Schlechte Noten entmündigen Schüler

Weil Noten seiner Ansicht nach wenig aussagekräftig sind, fordert Jonas Lanig, Vorsitzender der "Aktion humane Schule", sie abzuschaffen. "Was aber nicht heißt, dass Schüler keine Rückmeldung über ihre Leistung bekommen sollen", betont Lanig. Sie sollten aber "nicht länger mit Ziffernnoten abgespeist werden, wo sie doch Anspruch auf eine qualifizierte Beurteilung hätten" - etwa in Form eines Wortgutachtens. Kultusminister Ludwig Spaenle (CSU) ist dagegen überzeugt, dass "eine Schule ohne Noten den Schülerinnen und Schülern schaden würde".

Noten seien eine wichtige Vorbereitung auf das Leben in der Gesellschaft, in der das Leistungsprinzip gelte. Noten "motivieren, wenn ein Schüler in einem Fach seine Kompetenzen unter Beweis stellen kann. Bewertungen fordern die jungen Menschen aber auch dazu heraus, sich stärker in einem Fach zu engagieren, wenn die Note auf Defizite hinweist", glaubt Spaenle.

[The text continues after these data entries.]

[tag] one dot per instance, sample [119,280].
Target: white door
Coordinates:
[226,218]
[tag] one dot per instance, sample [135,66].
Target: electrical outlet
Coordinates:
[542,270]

Ursula Leppert hat als Lehrerin ganz andere Erfahrungen gemacht: "Schlechte Noten entmutigen jüngere Kinder bis hin zu Tränen", sagt sie. "Und ältere Schüler verdecken die Verletzung durch gespieltes Desinteresse." Es gibt Lehrer, die ihre eigenen Konsequenzen ziehen, etwa indem sie grundsätzlich keine schlechtere Note als Drei vergeben. Andere nehmen sich vor, dass wegen ihnen kein Schüler durchfallen darf. Zur Not gibt es noch das "Juli-Wunder": Schüler, die kurz vor den Sommerferien auf der Kippe stehen, dürfen noch schnell ein Referat halten, und bekommen dafür eine Eins oder Zwei. Das rettet sie dann vor dem Durchfallen.